American journalist, Richard Heinberg, writes in his book Afterburn: A Society Beyond Fossil Fuels, that “the average global temperature has increased by 0,7oC and scientists predict a further warming by 1,4 to 5,8oC”. He adds that we will need increased financial and energy resources to repair the damage.
On the website A Brief History of Oil, environmentalist David Suzuki says: “Despite short periods of increased energy efficiency and development of alternative forms of energy, demand and use of oil have continued to climb.” The commitment to oil consumption in the United States has led to dangerous impacts for energy efficiency and self-sufficiency. The answer might lie in a green fuel, better known as biofuel.
Biofuel is derived from 80 percent renewable materials, and is able to remove carbon dioxide from the air during production. Biofuels have been around since the first combustion engine was designed to run on a blend of ethanol and turpentine made from pine trees. Researchers and scientists have often recommended the replacement of fossil fuel with biofuel in order to reverse the negative effects of fossil fuel on the environment.
Despite the benefits of biofuel, its negative effects on global warming, coupled with an increased awareness of food shortages, has resulted in a need for an even “greener” fuel. This has created a decline in the popularity of biomass for fuel.
Scientific studies have shown that specific biofuels emit greater greenhouse gasses than fossil fuel, depending on methods of production.
According to an annual 2014 State of Food and Agriculture report: “Unintended negative impacts on land, water and biodiversity, are among the side-effects of agricultural production, and with particular concern to biofuels.”

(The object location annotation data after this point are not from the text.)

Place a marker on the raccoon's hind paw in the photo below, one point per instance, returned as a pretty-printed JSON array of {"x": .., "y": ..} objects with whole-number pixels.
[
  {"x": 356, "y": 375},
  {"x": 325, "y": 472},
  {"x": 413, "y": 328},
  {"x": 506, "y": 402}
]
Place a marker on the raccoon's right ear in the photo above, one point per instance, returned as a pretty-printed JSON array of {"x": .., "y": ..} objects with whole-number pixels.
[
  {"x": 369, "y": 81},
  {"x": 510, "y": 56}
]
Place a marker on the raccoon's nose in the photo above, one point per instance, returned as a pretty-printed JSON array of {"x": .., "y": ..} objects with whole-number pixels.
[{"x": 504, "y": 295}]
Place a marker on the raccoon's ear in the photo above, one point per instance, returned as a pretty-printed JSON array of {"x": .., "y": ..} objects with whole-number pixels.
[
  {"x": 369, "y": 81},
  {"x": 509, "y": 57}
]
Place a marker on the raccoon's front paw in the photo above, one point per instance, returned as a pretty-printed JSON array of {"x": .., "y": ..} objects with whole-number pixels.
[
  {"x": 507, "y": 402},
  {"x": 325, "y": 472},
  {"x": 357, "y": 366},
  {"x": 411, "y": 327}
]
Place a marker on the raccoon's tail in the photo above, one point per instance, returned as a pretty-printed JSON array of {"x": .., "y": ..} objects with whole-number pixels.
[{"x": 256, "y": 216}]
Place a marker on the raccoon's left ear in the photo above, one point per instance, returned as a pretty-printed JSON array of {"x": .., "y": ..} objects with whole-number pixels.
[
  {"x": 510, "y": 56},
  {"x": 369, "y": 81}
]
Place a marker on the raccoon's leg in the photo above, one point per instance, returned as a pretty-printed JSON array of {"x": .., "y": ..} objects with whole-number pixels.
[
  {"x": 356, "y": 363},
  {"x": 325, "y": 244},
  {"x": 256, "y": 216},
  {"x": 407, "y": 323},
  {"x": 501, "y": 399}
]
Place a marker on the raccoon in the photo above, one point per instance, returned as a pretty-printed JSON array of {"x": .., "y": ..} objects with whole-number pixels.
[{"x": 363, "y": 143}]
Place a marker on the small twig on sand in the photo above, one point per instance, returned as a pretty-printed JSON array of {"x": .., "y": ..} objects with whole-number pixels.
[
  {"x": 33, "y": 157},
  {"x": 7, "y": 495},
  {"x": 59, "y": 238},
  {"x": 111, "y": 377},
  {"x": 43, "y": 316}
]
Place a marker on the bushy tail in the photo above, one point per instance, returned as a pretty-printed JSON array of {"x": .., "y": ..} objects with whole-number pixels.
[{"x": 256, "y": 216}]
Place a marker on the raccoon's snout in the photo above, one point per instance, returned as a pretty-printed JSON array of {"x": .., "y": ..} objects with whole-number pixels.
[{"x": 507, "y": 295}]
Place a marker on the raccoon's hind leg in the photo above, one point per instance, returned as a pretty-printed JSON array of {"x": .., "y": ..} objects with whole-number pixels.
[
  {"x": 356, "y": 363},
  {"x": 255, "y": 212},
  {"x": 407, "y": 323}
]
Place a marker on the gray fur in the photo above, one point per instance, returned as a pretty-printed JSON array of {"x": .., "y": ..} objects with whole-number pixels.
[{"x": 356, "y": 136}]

The report notes: “Nitrogen fertilisers release nitrous oxide; a greenhouse gas with a global-warming potential 300 times greater than carbon dioxide. In addition, fertilisers and pesticides continuously release greenhouse gases during production.”
The most suitable biofuel would ideally need to be sustainable in nature and must be able to be mass produced economically, without releasing dangerous carbon emissions. This has led our focus to shift towards algae as a biofuel.

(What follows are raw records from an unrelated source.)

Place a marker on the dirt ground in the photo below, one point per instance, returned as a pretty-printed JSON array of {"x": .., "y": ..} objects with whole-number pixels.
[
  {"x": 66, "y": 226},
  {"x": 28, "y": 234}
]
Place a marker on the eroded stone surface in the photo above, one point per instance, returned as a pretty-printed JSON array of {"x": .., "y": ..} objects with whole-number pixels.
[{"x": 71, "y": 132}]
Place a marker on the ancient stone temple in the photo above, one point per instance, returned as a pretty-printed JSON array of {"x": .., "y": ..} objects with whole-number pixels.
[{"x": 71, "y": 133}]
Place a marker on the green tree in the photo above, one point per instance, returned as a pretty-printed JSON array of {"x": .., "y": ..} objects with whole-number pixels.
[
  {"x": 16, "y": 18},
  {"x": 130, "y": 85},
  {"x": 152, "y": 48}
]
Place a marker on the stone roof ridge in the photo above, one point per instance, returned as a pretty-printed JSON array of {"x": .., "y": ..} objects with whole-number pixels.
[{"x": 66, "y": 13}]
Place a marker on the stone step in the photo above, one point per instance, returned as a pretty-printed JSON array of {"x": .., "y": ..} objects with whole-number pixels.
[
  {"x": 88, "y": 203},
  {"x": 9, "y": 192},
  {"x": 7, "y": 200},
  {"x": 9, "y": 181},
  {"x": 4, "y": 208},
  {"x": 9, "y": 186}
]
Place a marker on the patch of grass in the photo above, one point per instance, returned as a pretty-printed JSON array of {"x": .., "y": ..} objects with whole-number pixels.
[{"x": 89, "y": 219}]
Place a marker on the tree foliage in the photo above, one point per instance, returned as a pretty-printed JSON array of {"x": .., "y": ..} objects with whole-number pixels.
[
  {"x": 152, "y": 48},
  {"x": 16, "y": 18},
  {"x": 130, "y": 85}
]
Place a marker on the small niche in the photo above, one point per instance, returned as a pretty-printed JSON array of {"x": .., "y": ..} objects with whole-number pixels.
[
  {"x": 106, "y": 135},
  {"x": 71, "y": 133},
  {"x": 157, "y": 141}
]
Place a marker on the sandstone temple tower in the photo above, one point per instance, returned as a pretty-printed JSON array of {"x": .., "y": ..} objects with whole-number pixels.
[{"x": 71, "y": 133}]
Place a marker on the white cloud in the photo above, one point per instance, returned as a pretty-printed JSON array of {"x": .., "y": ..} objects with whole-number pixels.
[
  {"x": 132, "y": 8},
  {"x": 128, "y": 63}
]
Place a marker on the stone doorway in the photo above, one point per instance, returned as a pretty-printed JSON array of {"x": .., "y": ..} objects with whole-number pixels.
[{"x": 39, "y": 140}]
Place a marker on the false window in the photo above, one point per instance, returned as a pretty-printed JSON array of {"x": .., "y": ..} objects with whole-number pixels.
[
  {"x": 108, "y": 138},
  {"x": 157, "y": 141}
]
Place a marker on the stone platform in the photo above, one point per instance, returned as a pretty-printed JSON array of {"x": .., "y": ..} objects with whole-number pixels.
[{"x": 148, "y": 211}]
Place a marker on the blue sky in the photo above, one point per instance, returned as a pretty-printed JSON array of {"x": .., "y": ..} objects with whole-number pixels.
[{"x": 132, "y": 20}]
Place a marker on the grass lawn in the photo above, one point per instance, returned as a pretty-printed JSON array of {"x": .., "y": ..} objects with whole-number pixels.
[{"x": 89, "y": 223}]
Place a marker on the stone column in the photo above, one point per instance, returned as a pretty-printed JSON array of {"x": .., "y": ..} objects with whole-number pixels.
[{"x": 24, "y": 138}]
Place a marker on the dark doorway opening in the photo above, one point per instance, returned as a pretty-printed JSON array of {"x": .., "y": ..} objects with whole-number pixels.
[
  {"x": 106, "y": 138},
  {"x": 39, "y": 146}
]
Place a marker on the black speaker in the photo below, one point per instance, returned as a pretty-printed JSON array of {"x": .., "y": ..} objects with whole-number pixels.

Algae consists of a diverse group of organisms and is grown in damp and moist ponds. During photosynthesis algae uses carbon dioxide, sunlight and water for energy and growth.
Compared to traditional farming methods for biomass, algae produces double the amount of material, which is easily harvested. Furthermore, it can easily be converted into a net carbon-neutral process called algae biodiesel, which is cleaner burning than petroleum and traditional biomass.
Algae-based fuels complement the environment and have proven to be a feasible option as they do not compete for valuable resources during production. If utilising algae has immeasurable benefits, why is our global economy not relying solely on algae as the main source of fuel?
The greatest challenge for algae biofuel is to economically mass produce it. The editor of Biofuels Digest, Jim Lane, says: “Algae would need to reach a market-ready cost per litre to successfully compete with oil-based products.”
What does “market-ready” involve? The founder of Algae Biomass Organisation, John Benemann, says: “It will cost at least US$ 5 000 (R78 796) to produce one tonne of algae.”
In his article on the website Biofuels Digest, Benemann says: “If you optimistically presume that each tonne of algae has 30 percent oil embedded in it, this will translate to US$ 50 (R788) per litre of oil, before extraction and conversion to diesel.”
However, extensive research is being conducted on economically viable means for mass production, and the answer may be genetic engineering by biotechnologists like Craig Venter.
Venter is known for discovering the human genome sequence and for transfecting a cell with a synthetic genome. His company, Celera Genomics, together with the Institute for Genomic Research and Exxon Mobil (an international oil and gas company), is actively testing genetic manipulation for purposes of rapidly increasing production, while reducing atmospheric CO2.
Venter says: “There might be an absence of a key nutrient that only genetically engineered species can compensate for.” Through these nuclear genome sequencing projects, relevant tools are being developed and specifically designed for algae transgenes and gene knockdown.
Moreover, technology and research advancement has created the possibility of a bioengineered algae strain to significantly reduce mass-production costs for global market success.
As the oil industry reaches its peak and threatens global warming, scientists are doing extensive research into alternative forms of fuel. Algae has proven to be a feasible option in terms of renewability and sustainability. It also does not compete for valuable resources during production. Algae can positively impact the planet’s sustainability and significantly reduce carbon dioxide. It might also be the friendly fuel we have all been waiting for.